Ne grogne point, barbet ! Les hurlements d’un animal ne peuvent s’accorder avec les divins accents qui remplissent mon âme entière. Nous sommes accoutumés à ce que les hommes déprécient ce qu’ils ne peuvent comprendre, à ce que le bon et le beau, qui souvent leur sont nuisibles, les fassent murmurer ; mais faut-il que le chien grogne à leur exemple ?… Hélas ! Je sens déjà qu’avec la meilleure volonté, la satisfaction ne peut plus jaillir de mon cœur… Mais pourquoi le fleuve doit-il si tôt tarir, et nous replonger dans notre soif éternelle ? J’en ai trop fait l’expérience ! Cette misère va cependant se terminer enfin ; nous apprenons à estimer ce qui s’élève au-dessus des choses de la terre, nous aspirons à une révélation, qui nulle part ne brille d’un éclat plus pur et plus beau que dans le Nouveau Testament. J’ai envie d’ouvrir le texte, et m’abandonnant une fois à des impressions naïves, de traduire le saint original dans la langue allemande qui m’est si chère. (Il ouvre un volume, et s’arrête.) Il est écrit : Au commencement était le verbe ! Ici je m’arrête déjà ! Qui me soutiendra plus loin ? Il m’est impossible d’estimer assez ce mot, le verbe ! il faut que je le traduise autrement, si l’esprit daigne m’éclairer.

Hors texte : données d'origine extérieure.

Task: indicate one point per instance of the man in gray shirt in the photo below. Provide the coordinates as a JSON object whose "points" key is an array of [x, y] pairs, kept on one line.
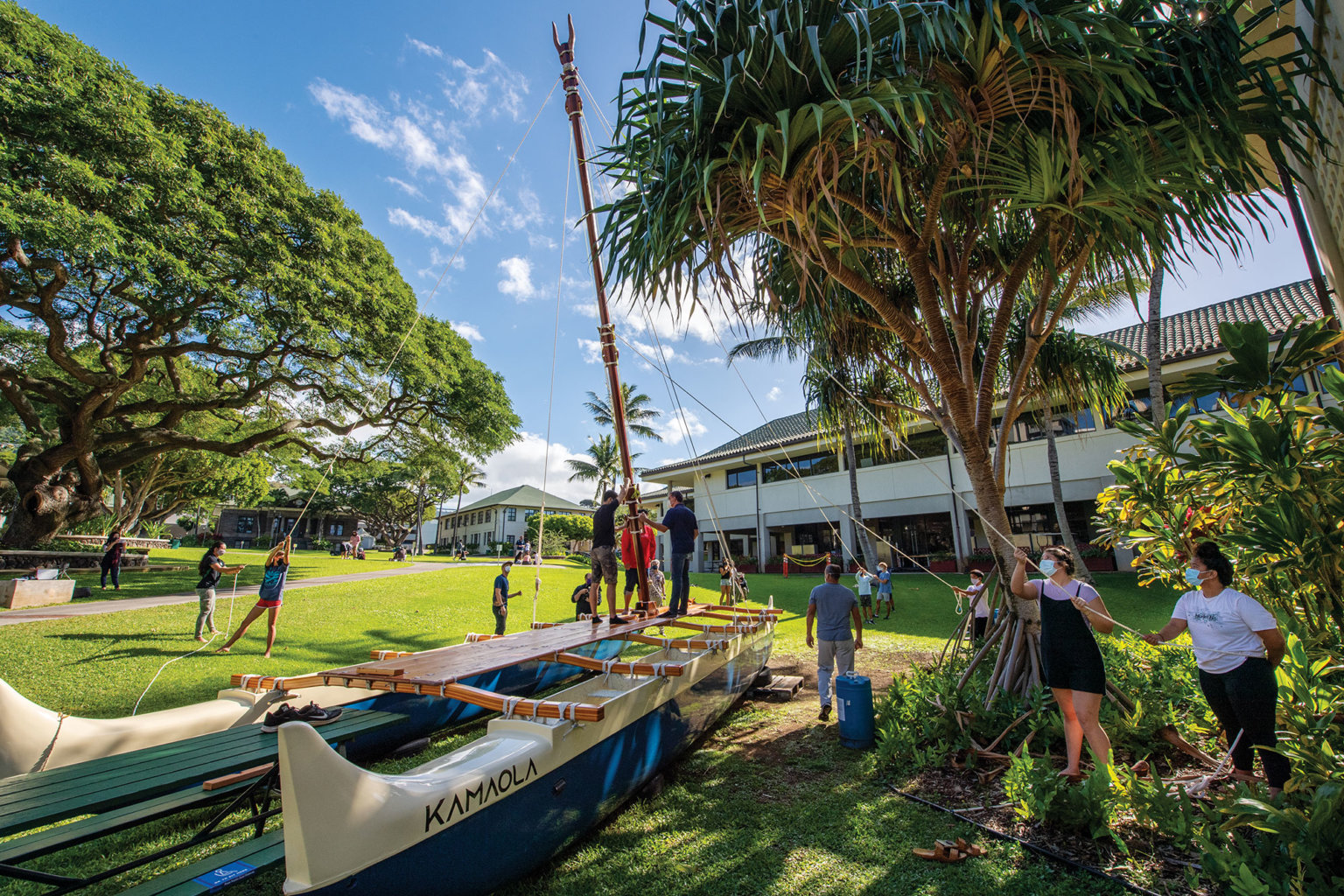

Il est écrit : Au commencement était l’esprit ! Réfléchissons bien sur cette première ligne, et que la plume ne se hâte pas trop ! Est-ce bien l’esprit qui crée et conserve tout ? Il devrait y avoir : Au commencement était la force ! Cependant tout en écrivant ceci, quelque chose me dit que je ne dois pas m’arrêter à ce sens. L’esprit m’éclaire enfin ! L’inspiration descend sur moi, et j’écris consolé : Au commencement était l’action !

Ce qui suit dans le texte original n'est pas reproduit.